1. Identifying Key Factors in Gentrification
Machine learning was used to analyze the factors most influential in gentrification trends in neighborhoods, specifically examining changes in housing prices from 2000 to 2022. The analysis utilized a model called Random Forest Classification to determine which factors, such as crime rates, education levels, and poverty, are most closely associated with changes in housing prices. Neighborhoods where housing prices increased by 50% or more were considered to have experienced gentrification.
The model focused on identifying the relationships between demographic and socioeconomic factors and housing price changes. The results indicated that crime rate was the most significant factor linked to gentrification, suggesting that reductions in crime may be a key driver of neighborhood transformation.
2. Feature Importance
Understanding the most important features influencing gentrification was a key part of the analysis.
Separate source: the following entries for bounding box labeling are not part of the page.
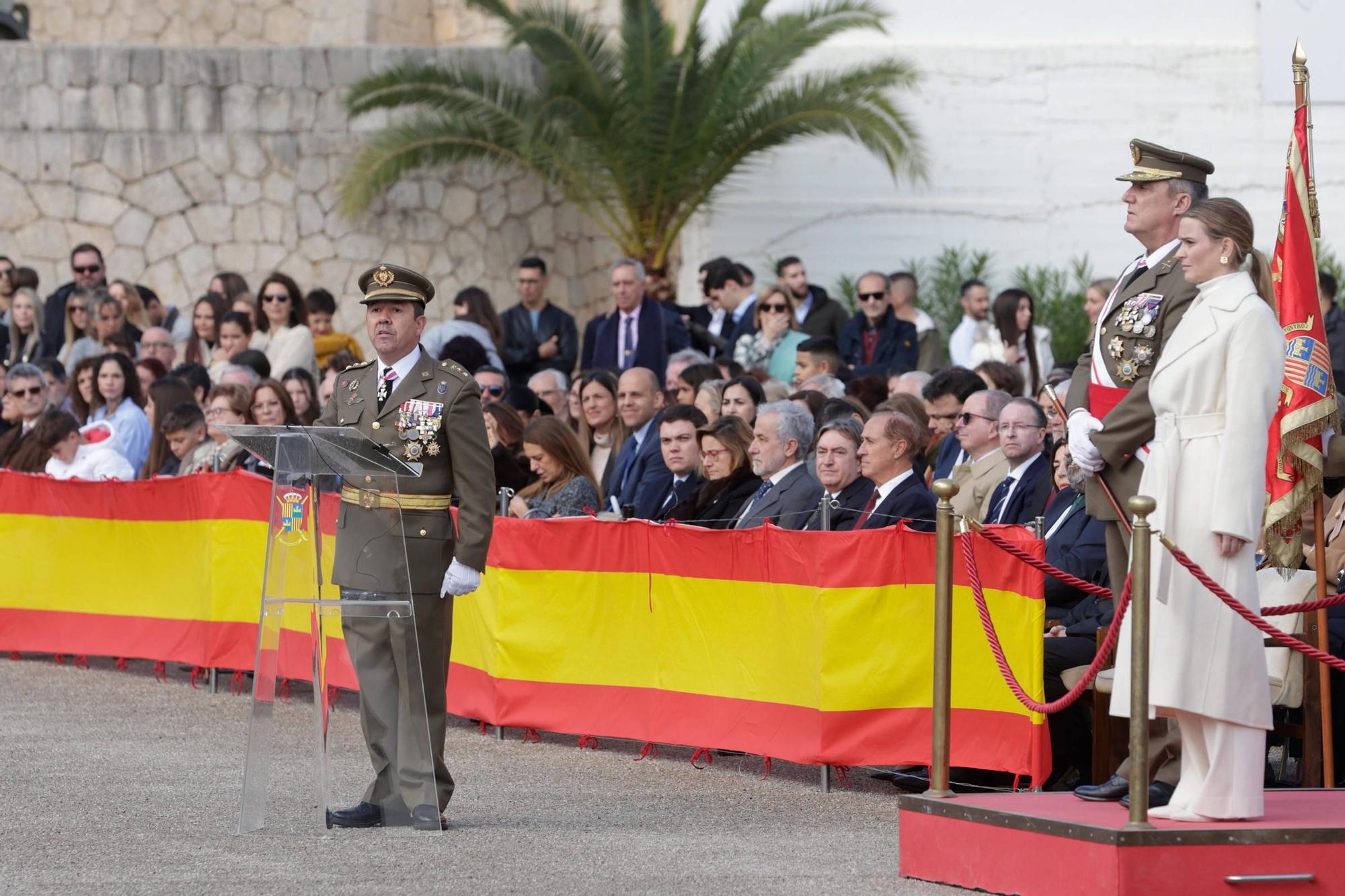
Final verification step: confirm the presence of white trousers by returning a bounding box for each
[1169,710,1266,819]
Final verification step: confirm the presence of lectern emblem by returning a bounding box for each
[276,489,308,548]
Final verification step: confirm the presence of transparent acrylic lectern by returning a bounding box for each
[219,425,438,837]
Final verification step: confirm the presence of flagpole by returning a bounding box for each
[1293,40,1338,787]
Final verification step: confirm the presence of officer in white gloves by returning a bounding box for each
[317,263,495,830]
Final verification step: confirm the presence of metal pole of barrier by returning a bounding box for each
[1126,495,1157,830]
[924,479,958,799]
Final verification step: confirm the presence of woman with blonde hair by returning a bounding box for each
[508,417,603,520]
[1111,199,1286,822]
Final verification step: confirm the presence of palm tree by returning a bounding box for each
[340,0,921,266]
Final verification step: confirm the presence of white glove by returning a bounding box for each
[438,560,482,598]
[1067,410,1106,477]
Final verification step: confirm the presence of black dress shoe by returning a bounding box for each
[1120,780,1177,809]
[327,803,383,827]
[412,803,448,830]
[1075,775,1130,803]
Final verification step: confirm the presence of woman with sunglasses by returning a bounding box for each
[88,352,152,470]
[733,284,808,382]
[841,270,920,379]
[252,272,317,375]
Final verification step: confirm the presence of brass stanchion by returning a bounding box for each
[924,479,958,798]
[1112,495,1157,830]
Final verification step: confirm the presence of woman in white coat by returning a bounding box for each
[1111,199,1284,822]
[971,289,1056,398]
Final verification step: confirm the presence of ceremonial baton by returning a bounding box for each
[1045,384,1130,536]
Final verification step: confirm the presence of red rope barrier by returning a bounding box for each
[958,533,1130,715]
[1159,538,1345,671]
[981,529,1112,600]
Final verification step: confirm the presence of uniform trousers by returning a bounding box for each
[342,588,453,814]
[1163,709,1266,819]
[1106,522,1181,784]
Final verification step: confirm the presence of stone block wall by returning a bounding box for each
[0,43,615,335]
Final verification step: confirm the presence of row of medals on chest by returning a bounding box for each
[346,379,444,460]
[1102,294,1158,382]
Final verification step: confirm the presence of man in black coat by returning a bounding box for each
[580,258,691,370]
[854,410,935,532]
[841,270,920,379]
[775,255,850,341]
[500,255,580,382]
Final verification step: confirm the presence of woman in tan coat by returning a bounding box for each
[1111,199,1284,822]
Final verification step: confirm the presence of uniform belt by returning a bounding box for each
[340,486,449,510]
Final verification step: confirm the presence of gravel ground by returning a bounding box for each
[0,658,963,896]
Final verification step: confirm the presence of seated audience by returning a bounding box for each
[667,415,761,529]
[948,389,1011,520]
[693,379,724,422]
[607,367,672,517]
[854,410,935,532]
[976,360,1026,395]
[734,401,822,529]
[34,410,136,481]
[304,289,366,370]
[140,376,196,479]
[89,350,153,470]
[920,367,986,482]
[482,401,535,494]
[733,284,808,382]
[982,398,1054,526]
[253,270,317,376]
[280,367,323,426]
[187,383,252,473]
[159,401,206,477]
[578,370,629,495]
[799,374,845,398]
[841,270,920,378]
[803,417,873,532]
[635,405,706,521]
[720,376,765,426]
[508,417,601,520]
[0,363,47,473]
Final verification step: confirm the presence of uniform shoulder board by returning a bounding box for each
[438,360,472,382]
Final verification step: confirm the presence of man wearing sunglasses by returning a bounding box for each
[952,389,1013,520]
[0,364,47,473]
[42,242,108,340]
[841,270,920,378]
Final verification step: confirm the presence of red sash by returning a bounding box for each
[1088,382,1130,419]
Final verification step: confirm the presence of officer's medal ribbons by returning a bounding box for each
[397,401,444,460]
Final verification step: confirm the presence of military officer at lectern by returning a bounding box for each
[317,265,495,830]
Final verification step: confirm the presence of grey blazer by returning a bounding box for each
[734,464,822,529]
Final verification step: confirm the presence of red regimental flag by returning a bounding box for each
[1264,92,1337,568]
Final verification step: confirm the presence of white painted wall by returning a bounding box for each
[679,0,1345,296]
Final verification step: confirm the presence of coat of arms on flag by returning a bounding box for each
[276,489,308,548]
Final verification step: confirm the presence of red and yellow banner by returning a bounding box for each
[0,474,1050,780]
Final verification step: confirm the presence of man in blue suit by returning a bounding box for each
[580,258,691,370]
[854,410,935,532]
[608,367,672,509]
[983,398,1054,526]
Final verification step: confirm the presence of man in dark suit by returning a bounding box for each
[608,367,672,510]
[580,258,691,371]
[775,255,850,341]
[734,401,822,529]
[803,417,873,532]
[635,405,706,521]
[500,255,580,382]
[982,398,1054,526]
[854,410,935,532]
[920,367,986,483]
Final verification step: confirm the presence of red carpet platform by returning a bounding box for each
[900,790,1345,896]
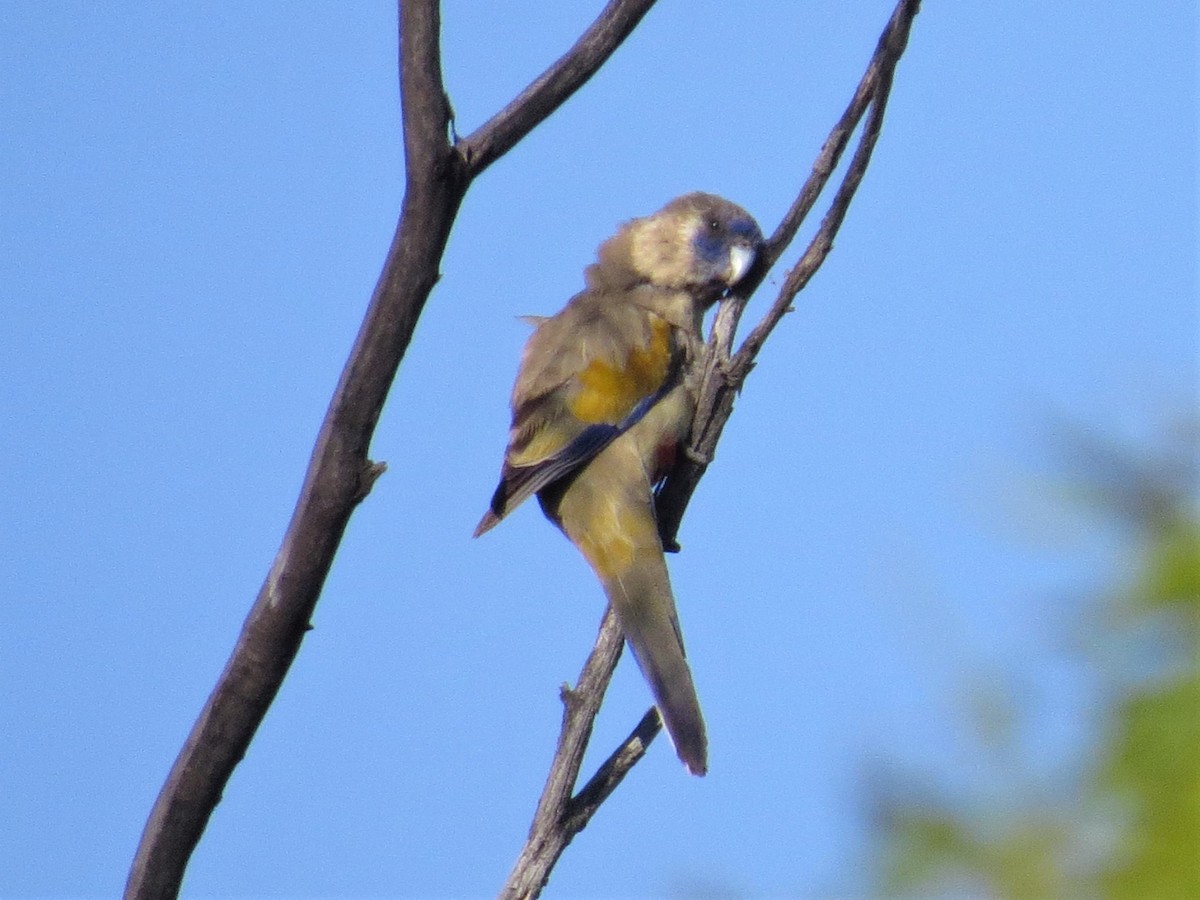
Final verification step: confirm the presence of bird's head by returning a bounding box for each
[589,192,762,301]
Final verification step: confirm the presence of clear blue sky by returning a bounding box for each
[0,0,1198,896]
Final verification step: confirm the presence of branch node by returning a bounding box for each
[353,460,388,503]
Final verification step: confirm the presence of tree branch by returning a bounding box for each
[500,606,662,900]
[458,0,655,176]
[125,0,653,900]
[500,0,920,900]
[658,0,920,547]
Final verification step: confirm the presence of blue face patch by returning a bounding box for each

The Random Forest model generated feature importance scores, which ranked factors based on their impact on predicting gentrification.
Among the various factors, crime rate emerged as the most influential, highlighting its central role in neighborhood transformation.

The importance of different factors in predicting gentrification.
3. Exploring Relationships with a Heatmap

Visual representation of the relationships between various factors.
A heatmap was created to visually represent the correlations between various factors, helping to identify key relationships and potential multicollinearity. This tool provided insights into how different factors, such as housing appreciation and poverty rate, are interconnected.
Notably, the strongest correlation was found between housing appreciation (change in housing prices) and gentrification. Additionally, a high correlation was observed between poverty rates and education levels (percentage of population without a high school diploma), suggesting that these two factors often overlap in neighborhoods.
4. Boxplots: Comparing Gentrified vs. Non-Gentrified Neighborhoods
Boxplots were used to compare the distribution of key factors between gentrified and non-gentrified neighborhoods. They highlight significant differences in the distribution of factors like education levels, poverty rates, and population density.
For example, neighborhoods that experienced gentrification typically had lower levels of education (fewer individuals aged 25+ without a high school diploma), while non-gentrified neighborhoods showed higher levels of this factor.
Population density, however, showed little difference between the two groups, suggesting that it is not a significant differentiator for gentrification.

Boxplot 0 represents gentrified neighborhoods.
Boxplot 1 represents non-gentrified neighborhoods.
Key Findings
The analysis revealed that crime rate was the most significant factor in predicting gentrification. This suggests that neighborhoods with higher crime rates are more likely to experience changes due to gentrification. Additionally, factors like poverty rate and education levels (e.g., the percentage of the population without a high school diploma) were strongly linked to gentrification trends, often occurring together in the same neighborhoods.
Interestingly, population density showed little correlation with gentrification, meaning that simply having more people in an area doesn't necessarily predict if it will gentrify.
Conclusion
Overall, the analysis highlights that rising housing prices, crime, and socio-economic factors like poverty and education levels are key drivers of gentrification. Understanding these patterns can help urban planners, policymakers, and community leaders address the challenges of gentrification and work toward creating more equitable and sustainable neighborhoods.